Structured Light vs. Laser Triangulation for 3D Scanning and Inspection

When planning the implementation of a 3D inspection system, one of the first questions that has to be answered is which type of 3D sensing technology to use: structured light or laser triangulation (a.k.a. laser line profiling). Ultimately, the decision should be made based on key factors related to the individual application in question.

Object Motion Considerations

Structured light is the optimal solution when the object is stationary at the point of inspection.

Structured light scanners take a sequence of images with different patterns of light projected onto the object surface in order to create a full 3D point cloud of the stationary object geometry. If the object moves significantly during the data acquisition process, errors in results can occur.

Structured Light Technology In Action

Structured Light Technology Scanning a Stationary Target

Laser line triangulation is the optimal solution when the target object is in motion, as on a conveyor or transfer line.

Laser line triangulation scanners collect a series of profiles from the laser line as the object moves past the sensor’s field-of-view. 3D smart sensors with built-in software can then be used to automatically assemble the multiple profiles into a complete 3D map of the object surface. If the object transfer speed is precisely uniform, a time-based sampling can be used. When the object transfer speed is not uniform you can eliminate errors from varying object motion speed by using an encoder to monitor part motion.

Laser Line Profiling Technology

Laser Triangulation Technology Scanning a Moving Target

To simplify system integration, 3D smart sensors offer a direct encoder input and built-in software that can be configured with just a few clicks from your browser –– allowing you to select the desired profile sample spacing.

Ambient Light Considerations

Ambient light in the manufacturing environment (e.g., near windows) can vary significantly and is not subject to control. This can dramatically affect the performance of improperly designed or implemented 3D sensors and provide erroneous measurements or potentially no data at all.

How a sensor performs in ambient light conditions is especially important in applications subject to direct sunlight, such as profiling roads or digitizing 3D dimensions of logs and lumber in open mills.

Laser Line Scanning Used in Mills

In ambient light applications, high power laser triangulation sensors are the optimal solution. Lasers by definition project a very specific and narrow wavelength, which means they can use a narrow bandwidth optical filer positioned in front of the imager to effectively eliminate ambient light.

LED vs Laser Projection Safety Issues

Structured light sensors largely use LED illumination, which present no safety issues.

On the other hand, laser triangulation sensors use laser illumination, which means there is a potential risk of eye damage (depending on laser class). Higher laser power improves ambient light performance and provides shorter exposure time for higher speed scanning. However, higher laser power also increases safety concerns.

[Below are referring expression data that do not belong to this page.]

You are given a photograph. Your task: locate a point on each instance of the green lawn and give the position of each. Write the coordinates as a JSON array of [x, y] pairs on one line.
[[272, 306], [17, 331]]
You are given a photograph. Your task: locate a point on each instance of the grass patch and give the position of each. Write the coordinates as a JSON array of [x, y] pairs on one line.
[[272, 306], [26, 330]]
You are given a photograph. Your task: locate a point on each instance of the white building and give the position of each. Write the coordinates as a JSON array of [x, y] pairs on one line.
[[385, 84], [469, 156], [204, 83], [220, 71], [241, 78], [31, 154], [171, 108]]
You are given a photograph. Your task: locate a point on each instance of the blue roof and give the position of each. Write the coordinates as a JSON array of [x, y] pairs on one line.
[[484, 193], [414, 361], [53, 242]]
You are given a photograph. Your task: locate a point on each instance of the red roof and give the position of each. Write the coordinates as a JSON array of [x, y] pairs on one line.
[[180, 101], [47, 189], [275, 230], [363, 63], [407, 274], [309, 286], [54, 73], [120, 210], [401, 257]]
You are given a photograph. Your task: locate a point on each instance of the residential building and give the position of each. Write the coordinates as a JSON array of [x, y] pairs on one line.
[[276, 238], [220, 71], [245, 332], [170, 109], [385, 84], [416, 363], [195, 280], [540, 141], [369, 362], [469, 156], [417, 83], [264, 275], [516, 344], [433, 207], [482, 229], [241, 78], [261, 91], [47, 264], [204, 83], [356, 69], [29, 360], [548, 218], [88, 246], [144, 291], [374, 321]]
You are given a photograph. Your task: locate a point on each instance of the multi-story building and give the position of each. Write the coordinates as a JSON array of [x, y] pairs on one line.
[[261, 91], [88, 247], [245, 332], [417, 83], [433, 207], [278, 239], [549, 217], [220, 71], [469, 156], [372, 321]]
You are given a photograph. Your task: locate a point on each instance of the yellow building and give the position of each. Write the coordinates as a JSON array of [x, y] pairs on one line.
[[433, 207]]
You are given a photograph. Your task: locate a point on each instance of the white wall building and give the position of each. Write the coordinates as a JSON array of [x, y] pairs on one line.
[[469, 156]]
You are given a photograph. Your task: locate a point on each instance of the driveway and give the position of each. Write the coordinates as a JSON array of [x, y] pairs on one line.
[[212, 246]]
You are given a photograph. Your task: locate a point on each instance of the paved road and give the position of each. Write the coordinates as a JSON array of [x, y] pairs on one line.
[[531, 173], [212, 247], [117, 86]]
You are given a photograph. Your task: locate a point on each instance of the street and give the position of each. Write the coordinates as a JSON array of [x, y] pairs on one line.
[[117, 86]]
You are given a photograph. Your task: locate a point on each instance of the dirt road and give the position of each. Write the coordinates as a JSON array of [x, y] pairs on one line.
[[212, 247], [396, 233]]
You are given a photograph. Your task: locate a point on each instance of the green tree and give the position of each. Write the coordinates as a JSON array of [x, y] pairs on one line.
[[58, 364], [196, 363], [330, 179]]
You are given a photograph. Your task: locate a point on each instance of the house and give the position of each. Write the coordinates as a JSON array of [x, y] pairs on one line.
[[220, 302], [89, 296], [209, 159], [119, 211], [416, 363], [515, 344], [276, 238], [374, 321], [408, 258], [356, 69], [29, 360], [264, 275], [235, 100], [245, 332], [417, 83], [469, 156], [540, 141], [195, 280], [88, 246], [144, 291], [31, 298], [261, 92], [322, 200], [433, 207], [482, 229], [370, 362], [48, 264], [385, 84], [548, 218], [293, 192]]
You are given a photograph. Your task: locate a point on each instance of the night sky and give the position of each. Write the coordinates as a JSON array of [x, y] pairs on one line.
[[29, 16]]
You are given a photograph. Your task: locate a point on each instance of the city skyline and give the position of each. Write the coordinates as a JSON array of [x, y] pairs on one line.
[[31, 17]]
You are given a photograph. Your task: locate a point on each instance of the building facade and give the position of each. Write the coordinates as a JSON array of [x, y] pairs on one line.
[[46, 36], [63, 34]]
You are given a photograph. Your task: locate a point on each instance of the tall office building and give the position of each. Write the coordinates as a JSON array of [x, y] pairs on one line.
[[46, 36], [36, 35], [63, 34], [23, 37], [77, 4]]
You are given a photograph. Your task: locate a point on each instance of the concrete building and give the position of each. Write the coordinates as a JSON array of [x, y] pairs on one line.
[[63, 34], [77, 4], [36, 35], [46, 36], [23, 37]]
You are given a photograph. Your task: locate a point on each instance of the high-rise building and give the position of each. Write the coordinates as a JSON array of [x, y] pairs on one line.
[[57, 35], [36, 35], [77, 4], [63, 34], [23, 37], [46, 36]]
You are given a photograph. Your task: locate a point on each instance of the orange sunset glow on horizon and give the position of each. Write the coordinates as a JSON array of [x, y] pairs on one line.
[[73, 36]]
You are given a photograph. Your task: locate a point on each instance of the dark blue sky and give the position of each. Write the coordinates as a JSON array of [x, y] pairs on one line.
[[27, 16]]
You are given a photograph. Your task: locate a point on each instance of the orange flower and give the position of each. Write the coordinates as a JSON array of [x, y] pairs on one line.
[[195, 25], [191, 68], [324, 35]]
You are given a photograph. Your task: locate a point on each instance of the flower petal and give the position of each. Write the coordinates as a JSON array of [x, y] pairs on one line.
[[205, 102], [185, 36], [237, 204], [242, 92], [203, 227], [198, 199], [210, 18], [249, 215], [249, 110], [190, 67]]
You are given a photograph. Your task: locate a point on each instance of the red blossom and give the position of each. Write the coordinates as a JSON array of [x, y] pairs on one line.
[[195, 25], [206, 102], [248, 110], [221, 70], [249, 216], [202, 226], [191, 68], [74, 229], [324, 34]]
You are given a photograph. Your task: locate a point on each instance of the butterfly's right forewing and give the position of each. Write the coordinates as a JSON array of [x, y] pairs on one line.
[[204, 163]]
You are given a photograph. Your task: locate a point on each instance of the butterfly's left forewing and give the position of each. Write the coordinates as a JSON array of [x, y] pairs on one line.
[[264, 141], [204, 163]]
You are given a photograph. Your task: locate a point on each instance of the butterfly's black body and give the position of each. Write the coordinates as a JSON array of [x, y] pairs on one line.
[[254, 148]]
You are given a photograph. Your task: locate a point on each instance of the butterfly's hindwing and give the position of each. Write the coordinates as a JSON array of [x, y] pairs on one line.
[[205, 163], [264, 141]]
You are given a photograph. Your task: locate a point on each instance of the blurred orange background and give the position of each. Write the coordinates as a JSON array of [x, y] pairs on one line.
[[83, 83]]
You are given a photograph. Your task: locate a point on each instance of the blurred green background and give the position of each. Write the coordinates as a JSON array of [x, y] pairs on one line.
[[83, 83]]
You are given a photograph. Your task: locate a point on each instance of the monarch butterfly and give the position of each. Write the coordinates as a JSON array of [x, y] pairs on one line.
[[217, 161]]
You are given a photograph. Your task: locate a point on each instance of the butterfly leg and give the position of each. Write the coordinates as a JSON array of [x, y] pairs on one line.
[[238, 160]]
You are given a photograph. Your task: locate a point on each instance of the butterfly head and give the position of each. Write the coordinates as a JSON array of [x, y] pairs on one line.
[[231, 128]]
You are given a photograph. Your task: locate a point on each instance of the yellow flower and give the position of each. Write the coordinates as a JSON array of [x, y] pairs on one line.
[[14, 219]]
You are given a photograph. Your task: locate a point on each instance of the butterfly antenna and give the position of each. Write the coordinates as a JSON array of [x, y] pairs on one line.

For sub-micron applications, LED structured light sensors are preferred, since laser triangulation sensors produce laser speckle that prevents scanning at the sub-micron level.

Sensor Set Up Considerations

Configuring a structured light sensor for a specific application is in some respects a simple process. The target object is stationary while parameters such as exposure, filtering and analysis settings are optimized, with a full 3D point cloud acquired in a single snapshot.

Conversely, since laser triangulation sensors require part movement, objects must be returned for each measurement sequence.